Antonieta de Barros (July 11, 1901 – March 28, 1952) was a Brazilian journalist and politician.

==Life and career==
Born in the Brazilian state of Santa Catarina on July 11, 1901, Antonieta de Barros was a pioneer in fighting the discrimination against blacks and women. She was elected to the Legislative Assembly of Santa Catarina in 1935 as the first black female state deputy in the country and the first woman deputy in her state. Antonieta was a professor, journalist and writer, remembered most for her ability to express her ideas within a historical context which did not permit a woman's freedom of expression.
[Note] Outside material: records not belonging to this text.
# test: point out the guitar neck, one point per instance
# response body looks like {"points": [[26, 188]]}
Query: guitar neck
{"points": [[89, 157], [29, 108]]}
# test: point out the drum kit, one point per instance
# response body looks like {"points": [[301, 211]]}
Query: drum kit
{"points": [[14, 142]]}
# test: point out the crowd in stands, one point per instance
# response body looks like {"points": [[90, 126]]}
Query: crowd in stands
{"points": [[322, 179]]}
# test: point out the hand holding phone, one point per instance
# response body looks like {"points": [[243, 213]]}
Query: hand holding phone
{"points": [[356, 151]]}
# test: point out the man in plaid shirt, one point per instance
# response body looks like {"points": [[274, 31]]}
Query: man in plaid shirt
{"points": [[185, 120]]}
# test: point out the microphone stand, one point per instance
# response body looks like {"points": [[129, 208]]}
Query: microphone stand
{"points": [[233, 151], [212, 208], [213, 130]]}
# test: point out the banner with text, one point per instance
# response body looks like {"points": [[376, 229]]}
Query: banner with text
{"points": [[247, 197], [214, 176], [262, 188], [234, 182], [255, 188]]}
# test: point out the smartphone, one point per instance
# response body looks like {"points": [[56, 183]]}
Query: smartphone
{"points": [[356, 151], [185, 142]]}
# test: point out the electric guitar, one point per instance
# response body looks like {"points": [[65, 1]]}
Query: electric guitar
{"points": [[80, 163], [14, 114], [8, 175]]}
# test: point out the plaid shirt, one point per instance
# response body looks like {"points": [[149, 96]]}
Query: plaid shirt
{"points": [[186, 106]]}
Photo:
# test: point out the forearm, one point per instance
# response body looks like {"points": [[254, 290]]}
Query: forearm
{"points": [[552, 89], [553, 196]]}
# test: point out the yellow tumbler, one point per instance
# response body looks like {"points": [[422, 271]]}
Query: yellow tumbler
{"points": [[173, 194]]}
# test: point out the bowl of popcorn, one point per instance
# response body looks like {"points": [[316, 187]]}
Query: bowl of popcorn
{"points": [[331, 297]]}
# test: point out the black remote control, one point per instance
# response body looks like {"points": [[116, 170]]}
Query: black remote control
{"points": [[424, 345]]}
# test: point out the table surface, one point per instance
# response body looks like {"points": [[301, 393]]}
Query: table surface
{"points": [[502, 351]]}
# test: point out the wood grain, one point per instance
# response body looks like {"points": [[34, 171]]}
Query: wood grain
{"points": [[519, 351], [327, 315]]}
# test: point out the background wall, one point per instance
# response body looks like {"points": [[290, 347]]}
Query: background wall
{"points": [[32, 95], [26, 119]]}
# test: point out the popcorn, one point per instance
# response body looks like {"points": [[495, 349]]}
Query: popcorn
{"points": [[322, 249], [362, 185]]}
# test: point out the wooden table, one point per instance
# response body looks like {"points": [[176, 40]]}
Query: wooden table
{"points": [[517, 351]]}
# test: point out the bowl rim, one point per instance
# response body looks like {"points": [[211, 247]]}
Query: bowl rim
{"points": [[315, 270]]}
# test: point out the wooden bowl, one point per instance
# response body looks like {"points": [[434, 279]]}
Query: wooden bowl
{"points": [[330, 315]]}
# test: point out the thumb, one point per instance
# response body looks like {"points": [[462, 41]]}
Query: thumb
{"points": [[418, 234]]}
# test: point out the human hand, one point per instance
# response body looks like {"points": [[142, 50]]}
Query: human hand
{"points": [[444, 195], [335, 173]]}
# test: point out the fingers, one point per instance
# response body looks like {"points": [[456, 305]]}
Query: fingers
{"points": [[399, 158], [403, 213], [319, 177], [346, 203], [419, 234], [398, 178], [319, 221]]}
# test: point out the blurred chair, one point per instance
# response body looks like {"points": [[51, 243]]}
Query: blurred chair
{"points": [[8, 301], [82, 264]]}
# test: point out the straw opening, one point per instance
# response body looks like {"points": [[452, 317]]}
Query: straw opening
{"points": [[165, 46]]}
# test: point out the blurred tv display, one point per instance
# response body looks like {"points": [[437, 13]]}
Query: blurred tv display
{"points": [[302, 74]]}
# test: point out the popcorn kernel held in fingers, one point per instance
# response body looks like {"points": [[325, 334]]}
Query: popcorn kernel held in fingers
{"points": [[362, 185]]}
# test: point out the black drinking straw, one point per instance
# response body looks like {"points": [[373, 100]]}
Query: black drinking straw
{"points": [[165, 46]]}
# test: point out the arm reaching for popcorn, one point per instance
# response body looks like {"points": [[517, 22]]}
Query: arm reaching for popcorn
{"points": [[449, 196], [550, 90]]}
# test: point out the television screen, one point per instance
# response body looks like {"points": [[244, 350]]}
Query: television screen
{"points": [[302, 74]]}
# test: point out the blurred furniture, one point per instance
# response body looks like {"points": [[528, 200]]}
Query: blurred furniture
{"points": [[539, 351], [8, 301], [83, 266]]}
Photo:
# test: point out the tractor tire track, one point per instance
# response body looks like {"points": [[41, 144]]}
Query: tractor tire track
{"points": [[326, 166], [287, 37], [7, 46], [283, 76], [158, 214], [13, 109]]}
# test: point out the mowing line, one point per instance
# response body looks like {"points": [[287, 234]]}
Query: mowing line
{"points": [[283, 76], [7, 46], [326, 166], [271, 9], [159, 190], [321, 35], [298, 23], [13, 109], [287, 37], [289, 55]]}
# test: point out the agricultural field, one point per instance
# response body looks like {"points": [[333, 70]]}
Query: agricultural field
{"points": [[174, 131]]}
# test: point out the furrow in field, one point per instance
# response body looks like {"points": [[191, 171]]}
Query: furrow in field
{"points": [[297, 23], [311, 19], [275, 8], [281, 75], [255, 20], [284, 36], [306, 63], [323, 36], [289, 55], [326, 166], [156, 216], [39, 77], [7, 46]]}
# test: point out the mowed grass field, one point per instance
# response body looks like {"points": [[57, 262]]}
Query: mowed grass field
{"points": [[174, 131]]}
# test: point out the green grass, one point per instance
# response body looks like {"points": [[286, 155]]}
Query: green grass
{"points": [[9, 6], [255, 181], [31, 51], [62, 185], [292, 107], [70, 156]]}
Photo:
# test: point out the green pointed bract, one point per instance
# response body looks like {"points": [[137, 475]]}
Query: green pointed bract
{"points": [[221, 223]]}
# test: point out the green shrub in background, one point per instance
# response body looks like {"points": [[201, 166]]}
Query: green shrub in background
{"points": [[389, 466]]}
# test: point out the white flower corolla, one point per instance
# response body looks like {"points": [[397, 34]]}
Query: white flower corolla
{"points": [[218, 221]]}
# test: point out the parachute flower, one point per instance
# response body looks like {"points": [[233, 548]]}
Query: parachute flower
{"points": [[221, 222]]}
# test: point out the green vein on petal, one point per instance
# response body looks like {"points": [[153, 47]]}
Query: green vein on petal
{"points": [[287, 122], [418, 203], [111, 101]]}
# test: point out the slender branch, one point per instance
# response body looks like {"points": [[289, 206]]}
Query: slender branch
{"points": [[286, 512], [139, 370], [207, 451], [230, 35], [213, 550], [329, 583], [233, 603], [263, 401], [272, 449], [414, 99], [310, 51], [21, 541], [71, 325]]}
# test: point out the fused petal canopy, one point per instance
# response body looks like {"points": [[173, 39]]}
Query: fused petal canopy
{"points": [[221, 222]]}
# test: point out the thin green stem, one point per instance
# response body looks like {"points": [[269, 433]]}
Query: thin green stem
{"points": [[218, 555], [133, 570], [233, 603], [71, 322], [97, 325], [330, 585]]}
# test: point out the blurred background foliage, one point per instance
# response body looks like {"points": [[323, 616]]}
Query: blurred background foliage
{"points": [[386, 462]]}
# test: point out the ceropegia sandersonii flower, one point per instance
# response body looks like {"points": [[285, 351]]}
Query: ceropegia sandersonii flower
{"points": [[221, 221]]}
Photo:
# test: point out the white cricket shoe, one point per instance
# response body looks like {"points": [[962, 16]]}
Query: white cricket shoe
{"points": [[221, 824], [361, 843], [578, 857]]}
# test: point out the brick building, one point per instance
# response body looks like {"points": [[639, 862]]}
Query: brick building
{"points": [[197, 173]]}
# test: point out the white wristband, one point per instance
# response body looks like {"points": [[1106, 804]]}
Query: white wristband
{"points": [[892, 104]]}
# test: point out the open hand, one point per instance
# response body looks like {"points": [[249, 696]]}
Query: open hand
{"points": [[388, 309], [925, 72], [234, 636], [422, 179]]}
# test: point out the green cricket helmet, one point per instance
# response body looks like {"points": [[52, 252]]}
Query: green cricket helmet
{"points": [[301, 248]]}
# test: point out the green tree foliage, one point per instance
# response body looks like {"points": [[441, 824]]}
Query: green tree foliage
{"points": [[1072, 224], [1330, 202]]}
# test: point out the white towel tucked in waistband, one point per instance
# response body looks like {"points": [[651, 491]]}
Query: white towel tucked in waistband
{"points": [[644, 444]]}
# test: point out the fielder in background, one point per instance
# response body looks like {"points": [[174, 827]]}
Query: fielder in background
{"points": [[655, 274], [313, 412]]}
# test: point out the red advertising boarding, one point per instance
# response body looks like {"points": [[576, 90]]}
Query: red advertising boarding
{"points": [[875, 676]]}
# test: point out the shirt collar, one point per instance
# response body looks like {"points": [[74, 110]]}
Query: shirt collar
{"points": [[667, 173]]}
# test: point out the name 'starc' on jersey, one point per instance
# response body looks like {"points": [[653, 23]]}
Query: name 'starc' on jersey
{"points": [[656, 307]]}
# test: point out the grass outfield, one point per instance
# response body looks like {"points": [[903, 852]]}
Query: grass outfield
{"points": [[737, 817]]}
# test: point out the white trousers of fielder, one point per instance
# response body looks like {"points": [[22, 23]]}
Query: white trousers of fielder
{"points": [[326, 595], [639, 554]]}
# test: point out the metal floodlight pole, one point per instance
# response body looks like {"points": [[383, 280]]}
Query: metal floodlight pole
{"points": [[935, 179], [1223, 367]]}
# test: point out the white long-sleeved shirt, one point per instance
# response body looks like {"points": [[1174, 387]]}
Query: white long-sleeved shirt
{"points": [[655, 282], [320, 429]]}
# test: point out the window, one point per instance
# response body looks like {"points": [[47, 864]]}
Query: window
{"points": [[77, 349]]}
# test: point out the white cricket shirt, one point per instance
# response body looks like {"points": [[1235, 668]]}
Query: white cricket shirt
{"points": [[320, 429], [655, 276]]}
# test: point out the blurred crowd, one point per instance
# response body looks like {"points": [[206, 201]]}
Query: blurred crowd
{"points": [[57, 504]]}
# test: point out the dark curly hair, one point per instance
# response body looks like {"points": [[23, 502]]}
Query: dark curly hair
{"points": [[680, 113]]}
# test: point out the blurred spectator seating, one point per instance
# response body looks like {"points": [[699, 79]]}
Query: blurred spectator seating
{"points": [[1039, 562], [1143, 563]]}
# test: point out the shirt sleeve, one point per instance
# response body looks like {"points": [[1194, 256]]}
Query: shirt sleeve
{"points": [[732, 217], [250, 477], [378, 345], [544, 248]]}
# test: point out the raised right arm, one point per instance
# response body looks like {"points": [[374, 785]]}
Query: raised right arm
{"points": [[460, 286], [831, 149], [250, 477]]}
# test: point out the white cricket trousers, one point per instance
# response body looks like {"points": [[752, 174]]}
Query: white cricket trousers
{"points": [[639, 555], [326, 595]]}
In addition to political militancy, Antonieta actively participated in the cultural life of her state. She founded and directed the journal "A Semana" between the years of 1922 and 1927. During this period, through her chronicles, she circulated her ideas, principally those linked to questions of education, oppressive policies, the feminine condition, and racial prejudice. She also directed a biweekly magazine "Vida Ilhoa" in 1930, and wrote various articles for local journals. In 1937, under the pseudonym Maria da Ilha, she wrote her book Farrap, os de Ideias (Farrap, those of Ideas)

She was a deputy of the Santa Catarina Legislative Assembly in the 1ª legislatura (1935–1937) (List of the state deputies of the Santa Catarina 1st Legislature), aligned with the Partido Liberal Catarinense (PLC) (the Catarinense liberal Party). She was state deputy in the 1ª legislatura (1947–1951) (List of the state deputies of Santa Catarina), called as an alternate, affiliated with the Partido Social Democrático (PSD) (the Social Democratic Party).

==Legacy==
The Legislative Assembly of Santa Catarina annually awards the "Medalha Antonieta de Barros" (The Antonieta de Barros Medal) to women with relevant service in defense of Catarinense women's rights. The túnel da Via Expressa Sul, in Florianópolis, was given her name. A biography about her was written by author Jarid Arraes as part of her 2015 cordel collection and book Heroínas Negras Brasileiras em 15 cordéis.

==Publications==
- Piazza, Walter: Dicionário Político Catarinense (Catarinense Political Dictionary). Florianópolis: Assembleia Legislativa do Estado de Santa Catarina (The Santa Catarina State Legislative Assembly), 1985.